In 1981 a twister dubbed the Har-Mar tornado touched down in Minneapolis, proceeding to affect the northern suburbs of the metro area, including killing a man near Lake Harriet. On July 18, 1986, a tornado touched down in Fridley, and video captured from KARE 11 news helicopter was broadcast live on their 5:00 pm newscast. The aerial video captured on that day was unprecedented at the time, and was heavily researched.

On May 25, 2008, an EF3 tornado hit the town of Hugo during the Late-May 2008 tornado outbreak sequence.
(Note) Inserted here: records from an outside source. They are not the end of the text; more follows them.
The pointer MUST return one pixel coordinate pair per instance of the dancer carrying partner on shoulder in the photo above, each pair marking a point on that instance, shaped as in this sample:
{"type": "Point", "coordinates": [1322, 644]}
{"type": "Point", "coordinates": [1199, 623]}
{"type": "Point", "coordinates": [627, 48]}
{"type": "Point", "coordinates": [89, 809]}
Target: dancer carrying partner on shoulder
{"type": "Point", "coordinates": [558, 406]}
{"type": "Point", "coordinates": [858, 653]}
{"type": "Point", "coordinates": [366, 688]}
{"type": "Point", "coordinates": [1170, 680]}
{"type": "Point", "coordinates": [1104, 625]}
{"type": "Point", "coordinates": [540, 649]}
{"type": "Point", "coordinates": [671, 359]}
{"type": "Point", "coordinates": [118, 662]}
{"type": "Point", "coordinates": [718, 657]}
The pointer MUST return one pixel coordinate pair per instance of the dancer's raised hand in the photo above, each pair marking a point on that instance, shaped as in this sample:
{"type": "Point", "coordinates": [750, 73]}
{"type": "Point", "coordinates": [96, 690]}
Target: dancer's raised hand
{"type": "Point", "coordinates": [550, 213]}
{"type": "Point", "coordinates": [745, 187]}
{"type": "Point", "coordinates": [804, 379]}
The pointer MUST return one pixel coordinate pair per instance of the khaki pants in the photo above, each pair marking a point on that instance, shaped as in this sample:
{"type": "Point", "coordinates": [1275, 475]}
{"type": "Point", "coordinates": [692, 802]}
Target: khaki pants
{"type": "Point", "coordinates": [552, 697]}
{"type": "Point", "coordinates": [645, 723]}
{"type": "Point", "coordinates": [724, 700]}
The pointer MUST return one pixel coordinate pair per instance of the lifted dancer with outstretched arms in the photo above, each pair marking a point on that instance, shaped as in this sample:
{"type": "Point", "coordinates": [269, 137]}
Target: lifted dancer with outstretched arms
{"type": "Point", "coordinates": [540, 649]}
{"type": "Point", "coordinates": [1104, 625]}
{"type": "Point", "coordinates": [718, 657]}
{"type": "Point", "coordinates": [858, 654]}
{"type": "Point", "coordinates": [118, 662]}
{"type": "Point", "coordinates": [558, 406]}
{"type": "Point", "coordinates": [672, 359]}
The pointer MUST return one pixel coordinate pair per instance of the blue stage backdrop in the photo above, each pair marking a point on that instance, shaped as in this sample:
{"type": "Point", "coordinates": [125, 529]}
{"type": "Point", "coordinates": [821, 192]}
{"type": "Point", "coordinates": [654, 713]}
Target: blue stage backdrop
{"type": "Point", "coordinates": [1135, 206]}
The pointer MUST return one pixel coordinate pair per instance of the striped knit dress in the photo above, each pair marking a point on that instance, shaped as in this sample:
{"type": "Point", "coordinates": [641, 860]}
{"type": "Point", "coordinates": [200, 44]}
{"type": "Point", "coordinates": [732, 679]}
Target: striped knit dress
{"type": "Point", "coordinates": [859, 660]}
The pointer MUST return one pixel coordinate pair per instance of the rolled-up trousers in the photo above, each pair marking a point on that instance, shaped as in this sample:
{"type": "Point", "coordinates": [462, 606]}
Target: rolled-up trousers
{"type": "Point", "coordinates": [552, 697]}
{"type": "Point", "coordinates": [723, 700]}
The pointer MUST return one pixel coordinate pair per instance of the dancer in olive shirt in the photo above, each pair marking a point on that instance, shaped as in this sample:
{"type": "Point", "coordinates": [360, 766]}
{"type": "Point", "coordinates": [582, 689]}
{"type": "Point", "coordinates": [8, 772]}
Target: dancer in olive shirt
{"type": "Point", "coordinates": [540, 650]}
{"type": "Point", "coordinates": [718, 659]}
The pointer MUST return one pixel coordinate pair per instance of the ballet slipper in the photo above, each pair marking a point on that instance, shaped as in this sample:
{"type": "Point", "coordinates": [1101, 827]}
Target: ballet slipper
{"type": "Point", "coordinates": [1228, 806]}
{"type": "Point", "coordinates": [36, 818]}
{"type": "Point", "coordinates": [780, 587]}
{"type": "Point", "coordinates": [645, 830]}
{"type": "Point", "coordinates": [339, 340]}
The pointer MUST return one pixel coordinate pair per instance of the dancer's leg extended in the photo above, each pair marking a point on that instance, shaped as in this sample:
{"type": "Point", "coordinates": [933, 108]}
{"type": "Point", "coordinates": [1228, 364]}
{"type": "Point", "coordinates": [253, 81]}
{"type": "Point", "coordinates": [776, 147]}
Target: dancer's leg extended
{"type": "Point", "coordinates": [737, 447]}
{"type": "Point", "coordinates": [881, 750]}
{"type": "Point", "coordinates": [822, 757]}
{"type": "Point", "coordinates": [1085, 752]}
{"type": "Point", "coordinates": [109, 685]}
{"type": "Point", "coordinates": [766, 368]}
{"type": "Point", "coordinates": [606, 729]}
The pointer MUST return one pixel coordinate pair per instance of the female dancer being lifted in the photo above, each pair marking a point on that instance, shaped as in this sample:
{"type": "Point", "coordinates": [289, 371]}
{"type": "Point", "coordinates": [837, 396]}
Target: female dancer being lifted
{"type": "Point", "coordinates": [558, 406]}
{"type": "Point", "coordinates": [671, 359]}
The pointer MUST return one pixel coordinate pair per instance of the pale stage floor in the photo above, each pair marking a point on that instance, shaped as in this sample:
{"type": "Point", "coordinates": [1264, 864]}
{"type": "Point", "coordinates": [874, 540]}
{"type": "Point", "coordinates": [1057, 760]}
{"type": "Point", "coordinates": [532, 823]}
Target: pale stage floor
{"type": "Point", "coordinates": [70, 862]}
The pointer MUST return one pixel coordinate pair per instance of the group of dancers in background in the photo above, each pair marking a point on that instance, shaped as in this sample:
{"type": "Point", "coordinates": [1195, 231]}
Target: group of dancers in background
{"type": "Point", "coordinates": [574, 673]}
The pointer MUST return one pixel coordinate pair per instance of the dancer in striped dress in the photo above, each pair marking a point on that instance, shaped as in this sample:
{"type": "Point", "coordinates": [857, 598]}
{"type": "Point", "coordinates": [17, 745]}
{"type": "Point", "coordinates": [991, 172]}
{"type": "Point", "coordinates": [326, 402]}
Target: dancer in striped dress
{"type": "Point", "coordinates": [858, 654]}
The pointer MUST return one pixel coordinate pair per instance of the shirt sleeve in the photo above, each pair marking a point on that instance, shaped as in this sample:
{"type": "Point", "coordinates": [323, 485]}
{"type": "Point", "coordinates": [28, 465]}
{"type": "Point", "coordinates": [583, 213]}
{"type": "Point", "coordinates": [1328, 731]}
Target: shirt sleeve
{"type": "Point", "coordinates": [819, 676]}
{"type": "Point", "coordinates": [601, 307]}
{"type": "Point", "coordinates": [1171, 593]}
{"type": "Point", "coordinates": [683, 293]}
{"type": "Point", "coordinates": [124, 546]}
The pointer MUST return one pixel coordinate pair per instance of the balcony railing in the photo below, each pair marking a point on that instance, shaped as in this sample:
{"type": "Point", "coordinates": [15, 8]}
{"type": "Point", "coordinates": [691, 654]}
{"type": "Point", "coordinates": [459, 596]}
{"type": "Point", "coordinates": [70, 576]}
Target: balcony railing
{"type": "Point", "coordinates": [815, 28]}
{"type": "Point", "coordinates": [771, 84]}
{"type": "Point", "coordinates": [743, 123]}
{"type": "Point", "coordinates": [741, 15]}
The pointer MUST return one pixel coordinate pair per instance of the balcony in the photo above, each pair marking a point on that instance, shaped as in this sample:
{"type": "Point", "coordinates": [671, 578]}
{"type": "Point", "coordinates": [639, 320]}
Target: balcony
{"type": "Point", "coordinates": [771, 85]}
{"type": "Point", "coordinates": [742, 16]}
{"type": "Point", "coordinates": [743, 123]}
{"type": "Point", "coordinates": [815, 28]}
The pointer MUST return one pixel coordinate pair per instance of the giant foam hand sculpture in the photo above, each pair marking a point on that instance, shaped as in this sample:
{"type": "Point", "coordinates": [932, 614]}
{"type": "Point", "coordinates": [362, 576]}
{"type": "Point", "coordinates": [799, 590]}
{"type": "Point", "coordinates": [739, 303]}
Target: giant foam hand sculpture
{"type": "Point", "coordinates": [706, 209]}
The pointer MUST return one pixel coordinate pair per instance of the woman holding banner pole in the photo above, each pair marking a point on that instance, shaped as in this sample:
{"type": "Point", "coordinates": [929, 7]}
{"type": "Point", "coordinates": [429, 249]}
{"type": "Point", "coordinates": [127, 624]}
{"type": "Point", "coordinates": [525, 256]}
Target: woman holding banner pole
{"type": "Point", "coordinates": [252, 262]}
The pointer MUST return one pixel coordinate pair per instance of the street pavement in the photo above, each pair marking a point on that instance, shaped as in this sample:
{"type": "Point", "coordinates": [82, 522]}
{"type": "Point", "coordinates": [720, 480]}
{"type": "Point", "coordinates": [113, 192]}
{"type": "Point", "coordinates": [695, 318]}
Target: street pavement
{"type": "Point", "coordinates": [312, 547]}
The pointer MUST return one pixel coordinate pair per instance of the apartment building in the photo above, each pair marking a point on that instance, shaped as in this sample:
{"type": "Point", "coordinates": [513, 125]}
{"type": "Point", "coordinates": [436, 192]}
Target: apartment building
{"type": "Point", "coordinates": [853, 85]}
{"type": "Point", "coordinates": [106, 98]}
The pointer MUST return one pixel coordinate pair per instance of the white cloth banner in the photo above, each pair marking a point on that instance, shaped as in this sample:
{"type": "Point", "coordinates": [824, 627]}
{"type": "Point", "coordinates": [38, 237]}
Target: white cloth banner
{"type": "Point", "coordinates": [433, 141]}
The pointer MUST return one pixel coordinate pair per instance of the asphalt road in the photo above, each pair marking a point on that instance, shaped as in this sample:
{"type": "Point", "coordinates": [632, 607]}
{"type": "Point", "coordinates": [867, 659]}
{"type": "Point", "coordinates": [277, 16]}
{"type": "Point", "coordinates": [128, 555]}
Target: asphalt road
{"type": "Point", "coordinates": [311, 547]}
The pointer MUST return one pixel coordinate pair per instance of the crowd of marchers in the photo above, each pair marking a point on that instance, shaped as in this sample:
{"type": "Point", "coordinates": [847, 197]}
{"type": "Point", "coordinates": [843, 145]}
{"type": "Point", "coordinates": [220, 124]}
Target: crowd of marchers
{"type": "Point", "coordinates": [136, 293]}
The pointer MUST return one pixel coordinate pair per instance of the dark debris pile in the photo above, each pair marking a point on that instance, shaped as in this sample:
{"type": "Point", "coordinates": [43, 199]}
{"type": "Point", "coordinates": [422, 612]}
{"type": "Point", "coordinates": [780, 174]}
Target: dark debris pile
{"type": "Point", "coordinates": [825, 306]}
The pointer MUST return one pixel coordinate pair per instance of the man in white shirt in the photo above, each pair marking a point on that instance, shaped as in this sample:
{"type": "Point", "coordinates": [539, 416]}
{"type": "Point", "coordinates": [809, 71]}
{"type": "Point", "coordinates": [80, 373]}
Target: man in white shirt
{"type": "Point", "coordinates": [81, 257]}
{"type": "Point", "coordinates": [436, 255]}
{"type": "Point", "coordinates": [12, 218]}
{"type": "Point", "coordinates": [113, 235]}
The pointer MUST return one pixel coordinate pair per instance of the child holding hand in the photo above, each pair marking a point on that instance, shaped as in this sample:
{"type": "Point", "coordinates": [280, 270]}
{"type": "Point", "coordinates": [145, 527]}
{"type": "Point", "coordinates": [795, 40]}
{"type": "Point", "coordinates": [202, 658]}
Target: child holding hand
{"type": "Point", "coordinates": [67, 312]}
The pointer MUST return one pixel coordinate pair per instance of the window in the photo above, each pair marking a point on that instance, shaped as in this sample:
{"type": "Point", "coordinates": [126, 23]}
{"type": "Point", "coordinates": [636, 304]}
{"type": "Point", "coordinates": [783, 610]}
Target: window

The twister damaged or destroyed several homes in the town, causing an estimated $25 million in damage.

===Derechos===
Though derechos do not have winds as strong as tornadoes, they impact larger areas and thus can easily cause just as much damage. The costliest severe weather event in the Twin cities history was a derecho that occurred on May 15, 1998. Large hail and damaging wind caused most of the $1 billion in damages reported. Two weeks later on May 30, another large derecho produced winds of over 80 mph over a large portion of the Twin Cities metropolitan area. These two events combined to cause $1.5 billion in damage, and they created the largest debris cleanup project in Minnesota history.

===Snow===
On November 11, 1940, the Armistice Day Blizzard affected all of southeast Minnesota, killing 60 people in Minnesota. The Twin Cities recorded 17 inches of snow, and temperatures dropped nearly sixty degrees over the course of one day. The largest snowstorm to affect most of the Twin Cities area was the Halloween Blizzard on October 31 - November 2, 1991. Officially, 28.4 in of snow was reported at the Twin Cities airport. The heaviest snow fell in a line from there, northward to Duluth. Lesser amounts fell to the east and west of that line, but it was the largest early-season snowstorm for the entire region.

===Floods===
The largest flash flood in Twin Cities history occurred on July 23-July 24, 1987. Dubbed locally The Super Storm, more rain fell from this event than any other in recorded Twin Cities history. The storm caused damage to 9,000 homes, killed two people, and caused $27 million in damage. Some areas in the southern metro area recorded 11 in of rain. The 9.15 in that fell on July 23 is the largest official single-day rainfall for the Twin Cities. Overall, at least 10 in of rain fell over 93 sqmi, and at least 4 in fell over 1460 sqmi. This event was voted the eighth most significant weather event in the state of Minnesota during the 20th century. Three days before this event on July 20-July 21, up to 9 in of rain fell over some of these same areas. These two storms combined to help the Twin Cities to their wettest summer on record, with 23.52 in of rain falling from June to August.

The Minnesota River and Mississippi River both flow through the Twin Cities, and in turn there is some degree of river flooding almost annually. The worst floods in Twin Cities history on these rivers were in 1965. Other substantial floods occurred in 1969, 1993, 1997 and 2001.